Yan (#u6801ab08-7652-56dc-8acf-7838d25b6a40)
Poppy … Poppy … Poppy … A name to march by. A vision of pale beauty on Facebook – slim hips, round breasts, long black hair - that is going a long way to helping me fight off the fear. It’s a fantasy I know, but given I’ve had the shockingly awful misfortune to be trapped here by the floods, I deserve a little luck, don’t I? Poppy … Poppy … Poppy … I walk through the shrubland to the beat of such thoughts. There’s a breeze up, but the sun is strong, and with a tent and food supplies on my back, the journey is tougher than I’d expected. I haven’t been this way for ages, and have forgotten how the land rises and falls, the bushes overhang, their roots throwing obstacles in my path. I stumble frequently. Today is made even worse by the waterlogged soil, which has created bog after bog for me to navigate. Normally the sight of the sea ahead – greeny-blue water glinting in the sunshine – would be enough to motivate me, but today it has lost its allure. It’s not just the thought of the destructive powers that will be unleashed tomorrow – I am thirsty, sweating; my legs ache, my boots are clogged with mud. I can’t help feeling that by the time I arrive at Dowetha I’ll be too tired to appreciate it.

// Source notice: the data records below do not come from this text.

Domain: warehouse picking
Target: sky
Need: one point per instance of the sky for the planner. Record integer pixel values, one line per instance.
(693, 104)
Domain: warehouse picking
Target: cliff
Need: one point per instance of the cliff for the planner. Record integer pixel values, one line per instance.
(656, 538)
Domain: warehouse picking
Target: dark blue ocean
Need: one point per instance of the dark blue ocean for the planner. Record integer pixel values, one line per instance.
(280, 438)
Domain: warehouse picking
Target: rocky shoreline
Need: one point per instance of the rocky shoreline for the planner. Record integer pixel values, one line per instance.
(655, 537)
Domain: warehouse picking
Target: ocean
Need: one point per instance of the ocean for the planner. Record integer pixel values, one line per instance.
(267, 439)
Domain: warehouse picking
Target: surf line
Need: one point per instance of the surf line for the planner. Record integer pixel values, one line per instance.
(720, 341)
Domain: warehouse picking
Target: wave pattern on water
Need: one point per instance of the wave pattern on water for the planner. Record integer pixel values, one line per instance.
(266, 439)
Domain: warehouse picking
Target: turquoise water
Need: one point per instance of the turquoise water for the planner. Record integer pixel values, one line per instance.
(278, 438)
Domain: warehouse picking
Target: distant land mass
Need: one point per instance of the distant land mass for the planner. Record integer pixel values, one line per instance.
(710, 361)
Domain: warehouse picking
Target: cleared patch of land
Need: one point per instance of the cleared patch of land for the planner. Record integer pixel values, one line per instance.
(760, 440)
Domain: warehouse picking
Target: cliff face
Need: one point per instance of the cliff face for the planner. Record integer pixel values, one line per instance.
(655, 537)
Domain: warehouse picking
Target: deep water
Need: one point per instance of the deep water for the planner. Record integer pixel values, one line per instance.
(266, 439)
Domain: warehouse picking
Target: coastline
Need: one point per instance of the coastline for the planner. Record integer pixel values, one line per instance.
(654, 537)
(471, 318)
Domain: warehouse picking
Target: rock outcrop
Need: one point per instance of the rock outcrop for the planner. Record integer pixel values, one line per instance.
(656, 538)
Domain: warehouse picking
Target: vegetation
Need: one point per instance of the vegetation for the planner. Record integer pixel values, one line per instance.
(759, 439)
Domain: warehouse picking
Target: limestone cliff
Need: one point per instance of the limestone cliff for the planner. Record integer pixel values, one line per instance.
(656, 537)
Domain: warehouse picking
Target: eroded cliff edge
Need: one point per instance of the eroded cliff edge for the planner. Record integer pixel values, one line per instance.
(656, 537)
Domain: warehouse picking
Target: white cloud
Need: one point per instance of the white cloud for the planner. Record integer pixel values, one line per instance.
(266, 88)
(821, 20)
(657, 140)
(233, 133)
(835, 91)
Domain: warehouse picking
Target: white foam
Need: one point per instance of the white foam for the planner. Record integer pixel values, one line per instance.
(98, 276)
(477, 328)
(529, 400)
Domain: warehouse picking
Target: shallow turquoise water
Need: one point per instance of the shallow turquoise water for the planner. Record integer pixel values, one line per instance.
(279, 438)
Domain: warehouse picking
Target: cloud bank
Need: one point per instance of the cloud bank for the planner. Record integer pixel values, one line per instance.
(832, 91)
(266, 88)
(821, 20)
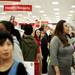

At the stile onto the cliff path, I stop for a break, relieved to remove my burdensome rucksack and hurl it to the ground. I find a bottle of water and a bar of chocolate, plonk myself on my coat to protect me from the damp earth. I sit with my back against the wall, gazing back at the cow field I have just crossed and the standing stones in the distance. I’m hoping that by not looking at the sea, I can quell the panic, and pretend for a short while at least this is an ordinary hike, on an ordinary day, and nothing much is about to happen. I fail miserably. As soon as I stop, the full force of the last few hours sweeps over me like a tidal wave. My mind races through the events of the day, over and over again, leaving me no room to escape …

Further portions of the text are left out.